Barreto’s call for a healthy environment for the smelter workers and people living around the plant led to confrontations with government officials and managers of U.S.-based Doe Run Peru, which owned the complex.
During one local protest in favor of the smelter and against the environmental health coalition, demonstrators carried a coffin with his name on it.
“The people knew that the smelter affected the life and health of the workers and the entire population,” Barreto said. “Nevertheless, because of their poverty, it didn’t matter to them if they continued to be surrounded by that pollution as long as they could earn some money.”
For Meza, the cardinal-designate’s commitment to communities affected by environmental problems in Peru marked a turning point. While some parishes and dioceses had been active in individual cases before, he broadened the Church’s commitment to environmental issues when he became president of the bishops’ Social Action Commission in 2006 and president of the Justice and Solidarity Department of the Latin American bishops’ council, CELAM, in 2011.
At the Fifth General Conference of Bishops of Latin America and the Caribbean in Aparecida, Brazil, in 2007, Barreto participated in discussions about environmental and indigenous issues, and he was impressed by “the courage and prophetic clarity of the bishops there,” Lopez said, “especially the Brazilian bishops (who) fought tirelessly to make the Amazon a major priority.”

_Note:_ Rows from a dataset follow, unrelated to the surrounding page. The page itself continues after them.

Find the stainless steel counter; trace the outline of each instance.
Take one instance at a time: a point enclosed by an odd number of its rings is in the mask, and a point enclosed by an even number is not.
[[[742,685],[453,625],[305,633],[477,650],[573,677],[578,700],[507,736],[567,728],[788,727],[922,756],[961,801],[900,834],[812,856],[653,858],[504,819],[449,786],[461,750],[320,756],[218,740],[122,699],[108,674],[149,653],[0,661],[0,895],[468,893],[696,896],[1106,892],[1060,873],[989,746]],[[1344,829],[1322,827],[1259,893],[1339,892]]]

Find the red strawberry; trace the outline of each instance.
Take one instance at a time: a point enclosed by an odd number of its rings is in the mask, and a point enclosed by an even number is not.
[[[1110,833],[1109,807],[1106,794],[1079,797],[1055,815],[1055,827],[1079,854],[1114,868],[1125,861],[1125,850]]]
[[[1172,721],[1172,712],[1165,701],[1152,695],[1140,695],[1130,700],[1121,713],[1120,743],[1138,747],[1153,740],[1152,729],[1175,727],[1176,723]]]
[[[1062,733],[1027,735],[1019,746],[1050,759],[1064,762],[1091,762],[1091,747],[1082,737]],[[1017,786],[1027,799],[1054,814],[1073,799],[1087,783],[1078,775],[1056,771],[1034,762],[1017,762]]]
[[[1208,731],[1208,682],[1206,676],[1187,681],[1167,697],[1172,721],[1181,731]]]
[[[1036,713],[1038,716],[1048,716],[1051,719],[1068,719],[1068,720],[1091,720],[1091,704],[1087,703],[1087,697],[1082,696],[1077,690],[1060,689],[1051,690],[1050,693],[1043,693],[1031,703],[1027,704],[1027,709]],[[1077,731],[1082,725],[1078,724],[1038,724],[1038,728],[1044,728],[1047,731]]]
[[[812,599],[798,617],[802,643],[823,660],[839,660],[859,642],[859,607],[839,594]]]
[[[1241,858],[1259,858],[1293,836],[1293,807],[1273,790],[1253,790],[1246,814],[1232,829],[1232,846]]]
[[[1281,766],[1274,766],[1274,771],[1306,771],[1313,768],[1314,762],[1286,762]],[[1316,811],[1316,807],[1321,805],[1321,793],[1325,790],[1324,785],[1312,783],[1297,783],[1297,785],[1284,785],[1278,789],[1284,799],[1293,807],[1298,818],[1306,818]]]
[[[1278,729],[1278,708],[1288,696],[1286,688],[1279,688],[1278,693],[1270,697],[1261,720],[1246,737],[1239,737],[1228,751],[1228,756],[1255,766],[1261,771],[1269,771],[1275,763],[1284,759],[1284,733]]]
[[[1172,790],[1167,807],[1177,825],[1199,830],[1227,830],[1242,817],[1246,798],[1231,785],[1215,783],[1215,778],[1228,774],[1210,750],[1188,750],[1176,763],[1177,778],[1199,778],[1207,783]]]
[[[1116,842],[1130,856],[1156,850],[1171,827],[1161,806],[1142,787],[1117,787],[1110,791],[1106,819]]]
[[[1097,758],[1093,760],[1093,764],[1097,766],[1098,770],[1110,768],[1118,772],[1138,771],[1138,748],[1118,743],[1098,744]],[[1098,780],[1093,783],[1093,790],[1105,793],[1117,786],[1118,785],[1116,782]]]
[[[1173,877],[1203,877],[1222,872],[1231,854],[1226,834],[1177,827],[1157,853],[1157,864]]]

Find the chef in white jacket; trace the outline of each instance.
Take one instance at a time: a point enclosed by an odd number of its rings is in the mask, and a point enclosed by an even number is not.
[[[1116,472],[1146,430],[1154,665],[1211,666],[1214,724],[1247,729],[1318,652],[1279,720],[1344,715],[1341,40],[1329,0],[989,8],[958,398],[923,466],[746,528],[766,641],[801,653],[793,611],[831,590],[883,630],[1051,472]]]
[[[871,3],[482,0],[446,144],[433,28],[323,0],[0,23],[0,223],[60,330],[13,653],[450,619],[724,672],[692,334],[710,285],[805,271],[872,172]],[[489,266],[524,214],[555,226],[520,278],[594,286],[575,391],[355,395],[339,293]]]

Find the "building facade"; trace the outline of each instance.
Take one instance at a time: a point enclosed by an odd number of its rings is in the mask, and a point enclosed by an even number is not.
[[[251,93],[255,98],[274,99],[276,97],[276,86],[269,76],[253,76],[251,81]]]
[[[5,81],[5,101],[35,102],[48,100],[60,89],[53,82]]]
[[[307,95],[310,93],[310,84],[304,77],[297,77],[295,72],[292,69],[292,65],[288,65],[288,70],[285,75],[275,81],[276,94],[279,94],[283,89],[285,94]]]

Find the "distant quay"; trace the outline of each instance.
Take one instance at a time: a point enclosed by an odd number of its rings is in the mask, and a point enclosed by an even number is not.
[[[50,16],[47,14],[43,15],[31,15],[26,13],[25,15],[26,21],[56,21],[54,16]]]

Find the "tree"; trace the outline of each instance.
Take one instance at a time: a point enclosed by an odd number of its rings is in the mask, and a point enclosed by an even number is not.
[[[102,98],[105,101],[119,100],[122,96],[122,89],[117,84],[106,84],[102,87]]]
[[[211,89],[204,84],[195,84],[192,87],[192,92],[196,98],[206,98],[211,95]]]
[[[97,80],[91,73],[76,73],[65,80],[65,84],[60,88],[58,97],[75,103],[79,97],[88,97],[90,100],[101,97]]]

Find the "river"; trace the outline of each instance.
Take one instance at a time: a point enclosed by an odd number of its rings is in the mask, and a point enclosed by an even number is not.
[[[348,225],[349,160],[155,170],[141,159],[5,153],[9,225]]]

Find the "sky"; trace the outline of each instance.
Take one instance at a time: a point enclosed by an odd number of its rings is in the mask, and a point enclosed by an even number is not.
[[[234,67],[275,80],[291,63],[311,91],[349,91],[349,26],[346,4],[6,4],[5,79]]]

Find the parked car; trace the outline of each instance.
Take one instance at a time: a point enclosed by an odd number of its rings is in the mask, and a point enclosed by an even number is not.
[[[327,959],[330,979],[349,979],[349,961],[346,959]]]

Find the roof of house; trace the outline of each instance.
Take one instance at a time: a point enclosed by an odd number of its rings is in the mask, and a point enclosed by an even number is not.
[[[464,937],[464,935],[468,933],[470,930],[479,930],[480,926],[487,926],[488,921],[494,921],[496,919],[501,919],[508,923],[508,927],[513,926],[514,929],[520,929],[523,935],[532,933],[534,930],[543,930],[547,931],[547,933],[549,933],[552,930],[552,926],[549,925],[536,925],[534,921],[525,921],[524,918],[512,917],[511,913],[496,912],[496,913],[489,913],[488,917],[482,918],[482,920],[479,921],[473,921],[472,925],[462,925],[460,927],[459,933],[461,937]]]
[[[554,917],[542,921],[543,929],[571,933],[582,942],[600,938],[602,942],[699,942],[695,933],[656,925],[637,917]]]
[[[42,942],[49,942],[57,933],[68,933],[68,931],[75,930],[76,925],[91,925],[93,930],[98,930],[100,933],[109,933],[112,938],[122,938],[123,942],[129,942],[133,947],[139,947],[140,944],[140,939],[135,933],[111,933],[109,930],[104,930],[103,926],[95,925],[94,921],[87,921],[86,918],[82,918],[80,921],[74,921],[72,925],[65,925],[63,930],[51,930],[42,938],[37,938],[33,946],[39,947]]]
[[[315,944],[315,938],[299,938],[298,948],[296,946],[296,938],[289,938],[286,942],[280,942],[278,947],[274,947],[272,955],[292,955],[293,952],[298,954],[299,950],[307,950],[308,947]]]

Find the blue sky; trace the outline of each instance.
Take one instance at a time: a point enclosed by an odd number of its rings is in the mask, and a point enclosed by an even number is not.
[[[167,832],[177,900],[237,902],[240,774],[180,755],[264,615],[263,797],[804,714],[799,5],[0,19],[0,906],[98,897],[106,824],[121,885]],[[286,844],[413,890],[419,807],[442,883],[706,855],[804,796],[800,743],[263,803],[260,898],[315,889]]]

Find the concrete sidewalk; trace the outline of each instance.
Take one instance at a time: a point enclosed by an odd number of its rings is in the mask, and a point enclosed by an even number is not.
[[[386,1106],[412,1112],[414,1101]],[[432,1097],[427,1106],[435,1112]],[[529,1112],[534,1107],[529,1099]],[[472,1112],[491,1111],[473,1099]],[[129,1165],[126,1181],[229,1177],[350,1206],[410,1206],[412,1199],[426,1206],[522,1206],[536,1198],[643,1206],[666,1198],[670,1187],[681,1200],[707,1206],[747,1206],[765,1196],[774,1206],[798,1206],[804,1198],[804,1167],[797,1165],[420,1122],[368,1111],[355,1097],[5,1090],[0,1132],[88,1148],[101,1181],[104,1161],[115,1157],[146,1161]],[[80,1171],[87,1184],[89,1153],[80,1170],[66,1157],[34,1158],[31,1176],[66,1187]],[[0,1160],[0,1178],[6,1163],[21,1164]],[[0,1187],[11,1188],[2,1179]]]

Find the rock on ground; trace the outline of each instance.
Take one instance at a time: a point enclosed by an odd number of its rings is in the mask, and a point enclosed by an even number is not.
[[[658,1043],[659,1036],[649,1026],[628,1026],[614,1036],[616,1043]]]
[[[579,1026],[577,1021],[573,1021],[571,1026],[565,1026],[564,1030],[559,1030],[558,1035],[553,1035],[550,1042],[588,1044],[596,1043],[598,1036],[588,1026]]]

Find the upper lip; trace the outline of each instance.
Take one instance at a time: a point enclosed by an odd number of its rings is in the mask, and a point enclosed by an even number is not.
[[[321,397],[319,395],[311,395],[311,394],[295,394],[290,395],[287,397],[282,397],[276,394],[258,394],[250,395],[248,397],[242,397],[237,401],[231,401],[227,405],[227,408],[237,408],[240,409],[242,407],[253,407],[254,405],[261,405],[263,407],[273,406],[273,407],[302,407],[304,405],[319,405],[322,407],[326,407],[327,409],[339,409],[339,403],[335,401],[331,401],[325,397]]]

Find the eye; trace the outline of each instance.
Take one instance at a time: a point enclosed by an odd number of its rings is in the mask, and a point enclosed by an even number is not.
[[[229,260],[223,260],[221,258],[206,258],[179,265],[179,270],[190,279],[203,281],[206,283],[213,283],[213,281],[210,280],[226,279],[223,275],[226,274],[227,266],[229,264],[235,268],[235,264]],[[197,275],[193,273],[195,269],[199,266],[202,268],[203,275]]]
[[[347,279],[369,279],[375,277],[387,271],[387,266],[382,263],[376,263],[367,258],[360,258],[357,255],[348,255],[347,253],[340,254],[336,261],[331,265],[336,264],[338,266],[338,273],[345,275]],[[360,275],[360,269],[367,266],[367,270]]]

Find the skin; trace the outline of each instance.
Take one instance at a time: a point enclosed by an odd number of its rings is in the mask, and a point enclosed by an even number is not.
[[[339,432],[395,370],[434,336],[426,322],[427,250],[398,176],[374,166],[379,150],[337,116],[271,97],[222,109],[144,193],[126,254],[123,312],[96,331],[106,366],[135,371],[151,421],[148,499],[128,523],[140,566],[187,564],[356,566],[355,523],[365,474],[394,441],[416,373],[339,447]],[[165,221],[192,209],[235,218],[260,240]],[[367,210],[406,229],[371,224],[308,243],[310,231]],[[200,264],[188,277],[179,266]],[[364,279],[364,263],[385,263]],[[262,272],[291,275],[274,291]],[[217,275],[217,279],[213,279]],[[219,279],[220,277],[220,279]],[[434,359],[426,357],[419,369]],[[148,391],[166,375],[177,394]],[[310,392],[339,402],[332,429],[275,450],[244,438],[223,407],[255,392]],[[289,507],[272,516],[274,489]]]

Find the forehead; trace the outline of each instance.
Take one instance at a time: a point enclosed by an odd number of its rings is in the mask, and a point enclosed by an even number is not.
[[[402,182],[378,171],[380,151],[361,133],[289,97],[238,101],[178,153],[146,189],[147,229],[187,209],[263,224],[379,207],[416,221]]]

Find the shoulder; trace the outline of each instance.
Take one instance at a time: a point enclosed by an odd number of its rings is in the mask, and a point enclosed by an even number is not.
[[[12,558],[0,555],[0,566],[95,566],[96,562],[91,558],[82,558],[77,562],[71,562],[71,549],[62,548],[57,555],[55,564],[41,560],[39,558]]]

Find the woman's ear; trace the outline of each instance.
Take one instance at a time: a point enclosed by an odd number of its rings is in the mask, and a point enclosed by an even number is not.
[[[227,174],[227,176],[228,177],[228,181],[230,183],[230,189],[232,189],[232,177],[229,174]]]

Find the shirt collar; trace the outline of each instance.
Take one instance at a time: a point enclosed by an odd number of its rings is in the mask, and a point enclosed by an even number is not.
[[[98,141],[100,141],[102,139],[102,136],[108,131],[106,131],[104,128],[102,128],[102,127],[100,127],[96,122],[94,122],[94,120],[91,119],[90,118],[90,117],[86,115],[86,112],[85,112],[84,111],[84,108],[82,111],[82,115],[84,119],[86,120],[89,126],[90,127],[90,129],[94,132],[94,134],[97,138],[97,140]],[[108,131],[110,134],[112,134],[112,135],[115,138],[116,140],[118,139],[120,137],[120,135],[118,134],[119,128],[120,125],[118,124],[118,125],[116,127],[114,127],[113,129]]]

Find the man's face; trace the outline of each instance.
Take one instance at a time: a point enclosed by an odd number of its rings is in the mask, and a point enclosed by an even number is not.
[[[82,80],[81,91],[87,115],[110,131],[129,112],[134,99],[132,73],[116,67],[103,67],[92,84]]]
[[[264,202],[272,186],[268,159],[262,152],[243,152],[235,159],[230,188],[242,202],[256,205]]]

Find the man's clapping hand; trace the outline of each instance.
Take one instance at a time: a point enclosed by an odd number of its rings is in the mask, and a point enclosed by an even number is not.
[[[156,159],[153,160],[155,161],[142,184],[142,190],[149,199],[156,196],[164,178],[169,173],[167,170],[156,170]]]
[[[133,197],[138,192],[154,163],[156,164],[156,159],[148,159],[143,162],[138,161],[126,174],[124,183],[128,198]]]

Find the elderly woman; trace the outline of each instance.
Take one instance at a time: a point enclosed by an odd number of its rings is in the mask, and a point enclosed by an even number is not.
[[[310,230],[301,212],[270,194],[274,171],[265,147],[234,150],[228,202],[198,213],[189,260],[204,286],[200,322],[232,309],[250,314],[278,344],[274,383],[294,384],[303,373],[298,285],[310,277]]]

Sections on environmental and indigenous issues were included in the final conference document, and Francis — who as cardinal of Buenos Aires at the time led the commission that drafted the document — referred to them frequently in his encyclical, Laudato Si’.
In cities like Lima, “we don’t realize the importance of the (Amazonian) region, which is not only rich in biodiversity, but also in cultures,” the cardinal-designate said. The discussions at Aparecida showed him that the importance of those issues “was not just my own intuition,” he added.
That commitment led to a proposal for a Church network spanning the nine Amazonian countries. The idea, which became REPAM, grew out of a 2013 meeting of Ecuador’s Amazonian bishops and Church workers, in which Brazilian Cardinal Claudio Hummes and Barreto participated.
Francis had been elected just a month before the Ecuador meeting, and Lopez recalled that Barreto predicted the new pope’s support for the Amazonian Church workers’ concerns.
“He said, ‘Expect things that you never expected, expect profound changes,'” Lopez said.
One of those unexpected things was the pope’s encounter with indigenous Amazonian people from Bolivia, Brazil and Peru during his visit to Peru in January. There, he called for “a Church with an Amazonian face.”
Although only 3 million of the Amazon region’s 40 million people are indigenous, they represent a multitude of cultures and languages, Barreto told CNS.
A Church with an “Amazonian face” must have a profound respect for both cultural and biological diversity, making itself a home for “all the peoples of the world and all the languages,” he says. “The Amazon is a source of life in the heart of the Church.”
Barreto’s longstanding commitment to care for “our common home,” as described in Laudato Si’, was probably a strong factor in Francis’s decision to make him a cardinal, Lopez said.
If the encyclical’s contribution to Church teaching is to “have meaning in the future, it needs people who will promote it and devote their lives to it,” Lopez said. Barreto has taken up that mission, “and the tools are his position as cardinal, the Synod for the Amazon (scheduled for 2019) and REPAM.”